Monday, October 30, 2006


The Economy-Iraq Connection

In the Sunday Washington Post, Jacob Hacker tries to explain why the basic good state of the economy isn't redounding in the GOP's favor

He points to the idea of a society-wide psychological angst that has to do with broader economic insecurity -- that the possiblity of having a job loss that might permanently affect one's upward mobility and ability to retire comfortably.

The theory is somewhat intricate -- and the full article should be read.

However, one passage caught my eye which might link the economic concerns with Iraq in a way that hasn't been mentioned:

In a recent nationwide survey by the polling firm Lake Research Partners, respondents were asked whether they preferred "the stability of knowing your present sources of income are protected" or "opportunity to make money in the future." By a two-to-one margin, Americans chose stability over opportunity.
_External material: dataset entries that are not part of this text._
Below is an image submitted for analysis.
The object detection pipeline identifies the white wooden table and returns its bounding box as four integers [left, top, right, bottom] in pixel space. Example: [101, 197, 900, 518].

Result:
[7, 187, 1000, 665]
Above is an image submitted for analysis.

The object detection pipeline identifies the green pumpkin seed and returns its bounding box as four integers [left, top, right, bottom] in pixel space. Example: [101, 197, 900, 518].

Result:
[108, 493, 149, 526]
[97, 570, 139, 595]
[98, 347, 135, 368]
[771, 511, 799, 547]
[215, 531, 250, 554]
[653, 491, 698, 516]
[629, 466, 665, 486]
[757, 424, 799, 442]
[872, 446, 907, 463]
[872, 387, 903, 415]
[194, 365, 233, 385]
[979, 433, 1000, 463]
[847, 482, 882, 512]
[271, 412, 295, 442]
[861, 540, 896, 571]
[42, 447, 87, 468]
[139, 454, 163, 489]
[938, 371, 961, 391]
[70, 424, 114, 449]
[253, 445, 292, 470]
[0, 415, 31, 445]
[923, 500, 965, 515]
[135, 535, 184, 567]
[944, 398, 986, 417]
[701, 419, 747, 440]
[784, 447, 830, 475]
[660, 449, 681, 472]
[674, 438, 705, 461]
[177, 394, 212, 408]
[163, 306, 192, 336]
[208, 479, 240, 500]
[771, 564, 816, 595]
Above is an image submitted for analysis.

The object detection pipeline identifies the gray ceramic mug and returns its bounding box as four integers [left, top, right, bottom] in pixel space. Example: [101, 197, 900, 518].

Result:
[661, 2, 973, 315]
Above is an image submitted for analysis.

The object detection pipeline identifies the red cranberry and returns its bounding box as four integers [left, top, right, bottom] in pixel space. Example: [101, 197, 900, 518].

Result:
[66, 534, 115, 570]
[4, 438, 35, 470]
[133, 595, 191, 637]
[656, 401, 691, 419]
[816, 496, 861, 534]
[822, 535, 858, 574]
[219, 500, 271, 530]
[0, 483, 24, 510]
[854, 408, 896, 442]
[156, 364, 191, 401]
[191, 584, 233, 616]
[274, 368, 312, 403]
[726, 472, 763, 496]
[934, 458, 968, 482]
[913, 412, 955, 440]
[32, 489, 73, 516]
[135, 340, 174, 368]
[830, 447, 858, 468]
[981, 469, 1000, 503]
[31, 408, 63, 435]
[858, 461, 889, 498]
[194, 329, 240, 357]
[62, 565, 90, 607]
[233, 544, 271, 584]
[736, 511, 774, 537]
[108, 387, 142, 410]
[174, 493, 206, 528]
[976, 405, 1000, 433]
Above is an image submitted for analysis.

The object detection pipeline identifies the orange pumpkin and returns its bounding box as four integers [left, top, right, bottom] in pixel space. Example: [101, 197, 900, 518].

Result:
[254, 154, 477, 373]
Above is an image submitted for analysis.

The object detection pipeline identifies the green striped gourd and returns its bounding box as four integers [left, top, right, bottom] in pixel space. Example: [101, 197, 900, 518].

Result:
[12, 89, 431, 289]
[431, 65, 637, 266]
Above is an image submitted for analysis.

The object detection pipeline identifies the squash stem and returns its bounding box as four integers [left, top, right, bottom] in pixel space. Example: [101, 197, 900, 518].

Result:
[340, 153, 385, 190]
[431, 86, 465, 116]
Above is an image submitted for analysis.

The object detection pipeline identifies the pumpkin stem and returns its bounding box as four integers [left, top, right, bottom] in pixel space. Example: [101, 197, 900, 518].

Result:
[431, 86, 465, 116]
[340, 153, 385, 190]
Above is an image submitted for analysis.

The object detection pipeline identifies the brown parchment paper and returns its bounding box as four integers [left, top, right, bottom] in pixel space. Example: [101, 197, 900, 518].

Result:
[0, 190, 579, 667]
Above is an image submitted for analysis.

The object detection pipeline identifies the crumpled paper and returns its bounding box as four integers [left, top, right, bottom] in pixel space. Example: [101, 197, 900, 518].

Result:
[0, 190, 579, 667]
This helps explain why Americans are so dissatisfied with the current economy. They see the overall gains, but they don't think that those gains have translated into greater security for their families, and they're worried about the risk -- whether it be the loss of a job, unexpected medical costs or some other setback. A majority of registered voters say the economy is getting better, according to a Washington Post-ABC News poll last week. But more than three-quarters still say they are either falling behind or just holding steady. The actual or possible erosion of safety nets (such as Social Security, guaranteed pensions and workplace health insurance) only heightens such concerns.
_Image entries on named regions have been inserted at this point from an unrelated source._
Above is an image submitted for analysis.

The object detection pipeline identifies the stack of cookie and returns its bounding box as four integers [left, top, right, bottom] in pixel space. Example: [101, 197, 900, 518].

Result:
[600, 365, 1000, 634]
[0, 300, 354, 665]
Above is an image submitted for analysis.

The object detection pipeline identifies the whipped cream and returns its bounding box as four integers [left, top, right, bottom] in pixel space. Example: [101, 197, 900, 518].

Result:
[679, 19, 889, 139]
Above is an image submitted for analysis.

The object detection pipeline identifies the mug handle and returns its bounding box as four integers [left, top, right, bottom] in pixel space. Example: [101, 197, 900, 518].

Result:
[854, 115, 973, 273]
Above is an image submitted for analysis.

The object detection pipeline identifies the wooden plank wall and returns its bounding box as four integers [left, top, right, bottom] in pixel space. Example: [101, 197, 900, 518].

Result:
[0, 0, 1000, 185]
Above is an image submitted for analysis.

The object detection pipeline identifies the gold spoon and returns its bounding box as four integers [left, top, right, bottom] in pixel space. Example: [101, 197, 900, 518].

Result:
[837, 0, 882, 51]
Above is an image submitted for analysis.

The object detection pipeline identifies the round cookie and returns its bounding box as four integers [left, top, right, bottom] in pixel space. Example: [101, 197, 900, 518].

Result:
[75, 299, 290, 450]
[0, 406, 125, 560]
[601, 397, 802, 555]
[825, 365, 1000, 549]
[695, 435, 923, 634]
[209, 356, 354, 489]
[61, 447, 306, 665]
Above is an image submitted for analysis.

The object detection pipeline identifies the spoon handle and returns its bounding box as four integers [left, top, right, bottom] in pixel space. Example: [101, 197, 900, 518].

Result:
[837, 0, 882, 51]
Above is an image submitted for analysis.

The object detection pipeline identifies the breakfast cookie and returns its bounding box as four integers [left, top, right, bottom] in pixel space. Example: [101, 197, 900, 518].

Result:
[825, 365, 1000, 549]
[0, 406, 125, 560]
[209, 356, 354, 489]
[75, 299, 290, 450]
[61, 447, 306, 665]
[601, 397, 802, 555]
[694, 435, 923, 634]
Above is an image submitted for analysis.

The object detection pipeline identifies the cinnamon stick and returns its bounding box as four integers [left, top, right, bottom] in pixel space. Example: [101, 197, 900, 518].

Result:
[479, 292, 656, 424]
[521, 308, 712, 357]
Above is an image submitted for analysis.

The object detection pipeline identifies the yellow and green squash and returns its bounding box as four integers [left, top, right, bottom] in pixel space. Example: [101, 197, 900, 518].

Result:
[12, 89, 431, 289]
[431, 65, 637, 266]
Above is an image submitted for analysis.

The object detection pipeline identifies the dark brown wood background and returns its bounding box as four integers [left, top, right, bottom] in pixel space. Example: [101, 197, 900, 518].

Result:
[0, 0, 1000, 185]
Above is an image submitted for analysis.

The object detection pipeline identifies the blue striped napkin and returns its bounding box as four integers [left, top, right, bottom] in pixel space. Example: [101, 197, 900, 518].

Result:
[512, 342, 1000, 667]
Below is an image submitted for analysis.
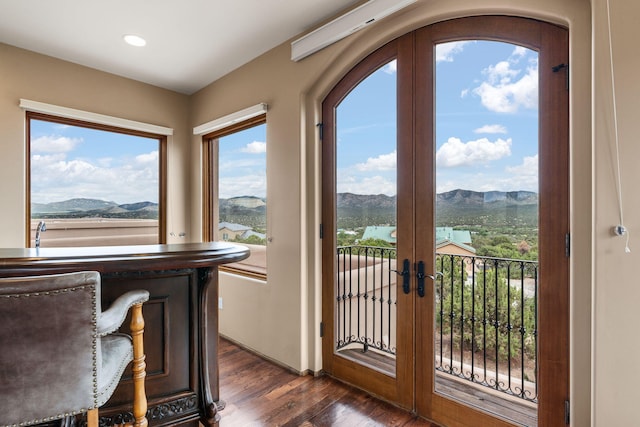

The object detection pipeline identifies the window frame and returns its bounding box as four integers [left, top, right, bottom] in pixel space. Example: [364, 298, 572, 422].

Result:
[202, 112, 269, 280]
[25, 111, 167, 248]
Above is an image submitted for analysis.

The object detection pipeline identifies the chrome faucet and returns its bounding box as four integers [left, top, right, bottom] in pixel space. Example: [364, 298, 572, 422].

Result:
[36, 221, 47, 249]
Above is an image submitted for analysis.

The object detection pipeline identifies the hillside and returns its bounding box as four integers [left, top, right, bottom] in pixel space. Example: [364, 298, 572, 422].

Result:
[336, 189, 538, 229]
[31, 198, 158, 219]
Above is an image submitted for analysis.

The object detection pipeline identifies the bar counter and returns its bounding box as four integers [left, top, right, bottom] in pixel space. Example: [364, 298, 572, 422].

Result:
[0, 242, 249, 427]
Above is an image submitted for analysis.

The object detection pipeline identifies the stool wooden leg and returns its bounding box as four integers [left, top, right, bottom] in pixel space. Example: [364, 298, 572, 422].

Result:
[131, 304, 148, 427]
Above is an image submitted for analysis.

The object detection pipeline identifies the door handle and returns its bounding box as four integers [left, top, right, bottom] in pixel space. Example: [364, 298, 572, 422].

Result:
[416, 261, 427, 298]
[393, 259, 411, 294]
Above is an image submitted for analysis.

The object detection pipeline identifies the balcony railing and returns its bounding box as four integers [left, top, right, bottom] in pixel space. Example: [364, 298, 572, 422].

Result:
[335, 246, 538, 402]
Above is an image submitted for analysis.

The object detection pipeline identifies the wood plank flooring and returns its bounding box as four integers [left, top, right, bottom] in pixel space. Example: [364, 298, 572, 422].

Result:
[219, 338, 437, 427]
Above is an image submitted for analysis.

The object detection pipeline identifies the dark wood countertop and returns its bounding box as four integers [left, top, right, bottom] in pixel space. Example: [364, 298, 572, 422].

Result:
[0, 242, 249, 276]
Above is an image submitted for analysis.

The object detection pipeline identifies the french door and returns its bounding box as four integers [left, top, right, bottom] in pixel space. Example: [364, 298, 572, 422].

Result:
[322, 16, 569, 426]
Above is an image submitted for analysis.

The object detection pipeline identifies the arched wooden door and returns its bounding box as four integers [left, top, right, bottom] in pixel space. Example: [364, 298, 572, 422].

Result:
[322, 16, 569, 426]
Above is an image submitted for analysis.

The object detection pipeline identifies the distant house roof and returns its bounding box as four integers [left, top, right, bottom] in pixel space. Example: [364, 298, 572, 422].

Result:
[362, 225, 396, 244]
[362, 225, 475, 249]
[218, 221, 251, 231]
[436, 227, 471, 245]
[436, 239, 476, 254]
[240, 230, 267, 239]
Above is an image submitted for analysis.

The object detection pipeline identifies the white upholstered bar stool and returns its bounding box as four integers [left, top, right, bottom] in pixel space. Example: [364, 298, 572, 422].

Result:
[0, 271, 149, 427]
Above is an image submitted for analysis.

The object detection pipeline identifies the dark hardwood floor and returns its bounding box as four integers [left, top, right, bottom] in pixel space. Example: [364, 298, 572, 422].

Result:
[219, 338, 437, 427]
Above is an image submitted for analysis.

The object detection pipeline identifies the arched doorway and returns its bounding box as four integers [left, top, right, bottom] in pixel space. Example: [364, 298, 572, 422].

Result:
[323, 16, 569, 425]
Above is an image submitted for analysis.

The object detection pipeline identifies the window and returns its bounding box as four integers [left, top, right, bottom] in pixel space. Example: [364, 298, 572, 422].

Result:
[203, 114, 267, 278]
[27, 112, 166, 247]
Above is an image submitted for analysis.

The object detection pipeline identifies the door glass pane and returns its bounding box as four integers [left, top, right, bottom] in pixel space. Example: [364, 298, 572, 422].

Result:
[214, 123, 267, 275]
[434, 41, 538, 425]
[333, 61, 397, 375]
[29, 118, 160, 247]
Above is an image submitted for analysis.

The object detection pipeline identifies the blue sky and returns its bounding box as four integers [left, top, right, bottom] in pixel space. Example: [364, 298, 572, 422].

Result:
[31, 120, 159, 204]
[31, 41, 538, 204]
[218, 124, 267, 199]
[337, 41, 538, 195]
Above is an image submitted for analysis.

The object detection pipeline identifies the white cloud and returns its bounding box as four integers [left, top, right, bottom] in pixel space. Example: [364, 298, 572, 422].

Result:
[136, 151, 159, 165]
[337, 174, 397, 196]
[507, 154, 538, 177]
[31, 135, 82, 153]
[511, 46, 528, 58]
[31, 151, 159, 203]
[436, 41, 470, 62]
[473, 54, 538, 113]
[355, 150, 397, 172]
[436, 137, 511, 168]
[240, 141, 267, 154]
[473, 125, 507, 133]
[218, 173, 267, 199]
[382, 59, 398, 74]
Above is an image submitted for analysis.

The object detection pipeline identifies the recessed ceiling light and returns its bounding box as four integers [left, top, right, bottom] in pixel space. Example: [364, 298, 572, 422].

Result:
[124, 34, 147, 47]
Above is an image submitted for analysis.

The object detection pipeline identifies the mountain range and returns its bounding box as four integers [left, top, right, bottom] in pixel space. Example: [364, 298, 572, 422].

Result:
[336, 189, 538, 209]
[31, 198, 158, 219]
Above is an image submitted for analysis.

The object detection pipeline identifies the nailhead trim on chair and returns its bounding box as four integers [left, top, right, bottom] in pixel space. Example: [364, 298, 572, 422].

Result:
[0, 285, 90, 300]
[100, 298, 149, 337]
[89, 286, 99, 409]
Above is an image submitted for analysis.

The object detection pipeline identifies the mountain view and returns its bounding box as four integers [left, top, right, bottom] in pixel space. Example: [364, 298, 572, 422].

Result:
[336, 190, 538, 229]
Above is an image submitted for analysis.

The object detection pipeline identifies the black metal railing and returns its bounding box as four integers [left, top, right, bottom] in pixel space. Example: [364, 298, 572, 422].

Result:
[336, 246, 396, 355]
[335, 246, 538, 402]
[435, 254, 538, 402]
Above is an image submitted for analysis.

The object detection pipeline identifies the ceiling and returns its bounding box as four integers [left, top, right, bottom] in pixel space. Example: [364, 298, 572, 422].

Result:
[0, 0, 361, 94]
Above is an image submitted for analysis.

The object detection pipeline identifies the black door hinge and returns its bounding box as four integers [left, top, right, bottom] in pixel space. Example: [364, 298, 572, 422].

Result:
[551, 63, 569, 90]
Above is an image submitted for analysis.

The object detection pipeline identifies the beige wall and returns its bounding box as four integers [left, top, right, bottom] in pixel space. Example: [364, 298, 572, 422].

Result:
[0, 44, 191, 247]
[0, 0, 640, 426]
[192, 0, 592, 426]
Loss aversion may also help explain the muted public reception to Bush's "Ownership Society" agenda, which was shelved after his proposal for private Social Security accounts crashed and burned (though, much to the dismay of Republican candidates, Bush recently said he wants to tackle the issue again). According to polls, many voters thought they would do better with private accounts. Yet they intensely feared the risks, such as a stock-market downturn or outliving their savings.
So, the choice that Americans are being asked (forced?) to be made in a variety of ways is "stability or...or opportunity?" On the economic side, Hacker is suggesting that Americans are opting to choose stability (which would make the public, as it has been, for many years temperamentally "conservative").

But, if that is the case, can't that partly explain the apparent rejection of the president's Iraq policy? The administration has been saying in many ways that the "old" consensus on dealing with the Middle East -- keeping things "stable" hadn't worked. Thus, one of the secondary reasons for Operation Iraqi Freedom was to toss aside the "stability" approach and "shake up" the Middle East in a way that a beachhead of Western-style democracy could be established.
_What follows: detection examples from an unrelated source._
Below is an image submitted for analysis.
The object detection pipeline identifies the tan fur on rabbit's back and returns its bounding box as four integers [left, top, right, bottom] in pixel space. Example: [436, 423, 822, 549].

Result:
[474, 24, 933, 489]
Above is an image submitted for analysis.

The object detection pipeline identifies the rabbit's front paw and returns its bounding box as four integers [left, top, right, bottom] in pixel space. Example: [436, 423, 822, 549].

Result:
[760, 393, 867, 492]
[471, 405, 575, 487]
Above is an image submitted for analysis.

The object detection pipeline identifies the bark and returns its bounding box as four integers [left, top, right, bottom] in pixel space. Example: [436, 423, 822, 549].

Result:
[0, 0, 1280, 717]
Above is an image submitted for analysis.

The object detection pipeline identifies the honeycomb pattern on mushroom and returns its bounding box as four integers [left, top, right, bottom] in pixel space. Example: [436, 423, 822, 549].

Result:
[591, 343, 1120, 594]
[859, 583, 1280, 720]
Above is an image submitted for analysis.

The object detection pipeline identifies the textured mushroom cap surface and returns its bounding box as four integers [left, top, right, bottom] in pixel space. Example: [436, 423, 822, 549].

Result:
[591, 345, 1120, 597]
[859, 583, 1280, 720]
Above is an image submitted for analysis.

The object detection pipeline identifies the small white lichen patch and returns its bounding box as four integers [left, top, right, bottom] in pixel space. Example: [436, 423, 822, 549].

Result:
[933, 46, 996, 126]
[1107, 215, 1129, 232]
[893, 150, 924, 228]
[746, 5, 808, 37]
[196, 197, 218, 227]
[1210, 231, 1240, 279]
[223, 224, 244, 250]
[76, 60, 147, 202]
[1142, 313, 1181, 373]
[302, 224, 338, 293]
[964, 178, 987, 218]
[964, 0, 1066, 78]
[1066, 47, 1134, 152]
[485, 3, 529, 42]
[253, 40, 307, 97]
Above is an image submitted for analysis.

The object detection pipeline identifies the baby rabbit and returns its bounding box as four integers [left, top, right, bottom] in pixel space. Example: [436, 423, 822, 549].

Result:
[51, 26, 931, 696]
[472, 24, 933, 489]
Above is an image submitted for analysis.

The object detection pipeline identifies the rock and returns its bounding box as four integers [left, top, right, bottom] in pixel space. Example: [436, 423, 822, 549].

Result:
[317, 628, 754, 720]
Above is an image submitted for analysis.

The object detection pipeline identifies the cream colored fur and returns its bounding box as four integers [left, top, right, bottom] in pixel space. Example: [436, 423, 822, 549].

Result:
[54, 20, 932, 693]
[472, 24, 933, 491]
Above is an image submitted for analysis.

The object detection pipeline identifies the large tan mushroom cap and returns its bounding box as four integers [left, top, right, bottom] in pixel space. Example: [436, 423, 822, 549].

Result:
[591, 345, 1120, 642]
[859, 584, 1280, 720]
However, with Iraq seeming to devolve into chaos -- and President Bush and the Republican Party seemingly about to pay a political price for their policy -- it would seem that the public's demand for "stability" is being exercised in both the foreign policy AND domestic economic arenas. Obvious no stability in international affairs -- and fear of economic instability domestically.

And that combination may be enough to turn the electorate toward the party that is promising "stability in our time."